Day one of chemo

Got through hospital OK. Couple of vomiting  episodes later in day. Didn't realise I could take my anti sickness tablets on first day but now been advised I can. Think my protein drinks didn't help so will give it a miss next chemo day.

You'll be fine

I'm having chemo too I have 5 left they reduced the chemo by 25% was having bad side effects.

They say the chemo is working I had op they took tumor away just got cancer cells floating around my tumor markers have come down from over a thousand to 35 

That's my story if theirs anything you want to ask me just ask hope all goes well with chemo

I'm here if u need any questions answering good luck

How many cycles have you got to have? 

You will get use to it and it will get easier

How many cycles have you got to have? 

Think it under control now.
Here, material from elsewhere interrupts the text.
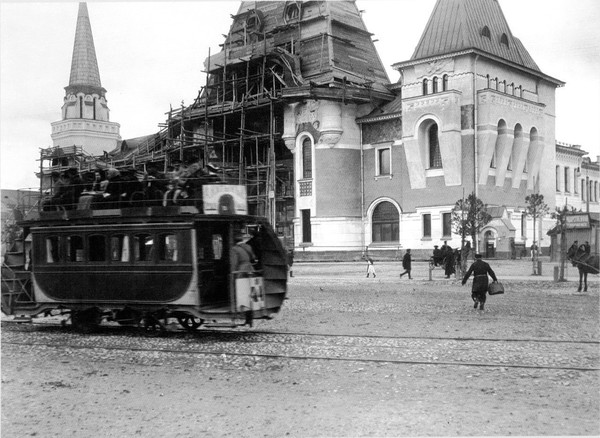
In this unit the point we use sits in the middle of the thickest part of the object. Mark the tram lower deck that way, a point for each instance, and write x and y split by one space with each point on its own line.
150 264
Got 12 cycles hospital treatment with 46hr pump to take home. Lot more to this with district nurse visits etc

Tumour markers???

Do these show up in blood tests or CT scans ?

Hello, I’m not sure which chemo but it sounds like Folforinox. I had 20 cycles and was fortunate not to suffer greatly from side effects. Please watch out for CIPN (chemotherapy induced peripheral neuropathy). There are two platinum based molecules in this cocktail that are associated with CIPN. Nerve damage can be permanent but is always slow to recover. I’m 15 months in and still have problems in hands and feet.

My experience with district nurses and PICC were not good. My wife took over as they have little to no practical experience of dressing changes. Hope you have a more positive experience. Be sure to have your own plan in place to act when side effects kick in, my main criticism of hospital support is lack of clarity as to how to ameliorate these.

Every best wish,

Yes me to have chemo on Thursday then pump taken off Saturday 

They show up in blood tests and can tell if the chemo working

I've had no problems with district nurses and doesn't seem to have nerve damage

Hi Vanderoek, thanks for your reply. I will research this as I feel more info the better. 

I was told to avoid ice cream, chilled drinks due to causing spasms in the throat and wrap up warm when out in cold weather scarf over mouth. 

Would the above help prevent CIPN or is it a case of flagging it up to the care team for medical intervention if I suffer prolonged tingling or numbness in my fingers and toes ?

All advice greatly appreciated.

Sorry to hear you're still suffering sending you best wishes.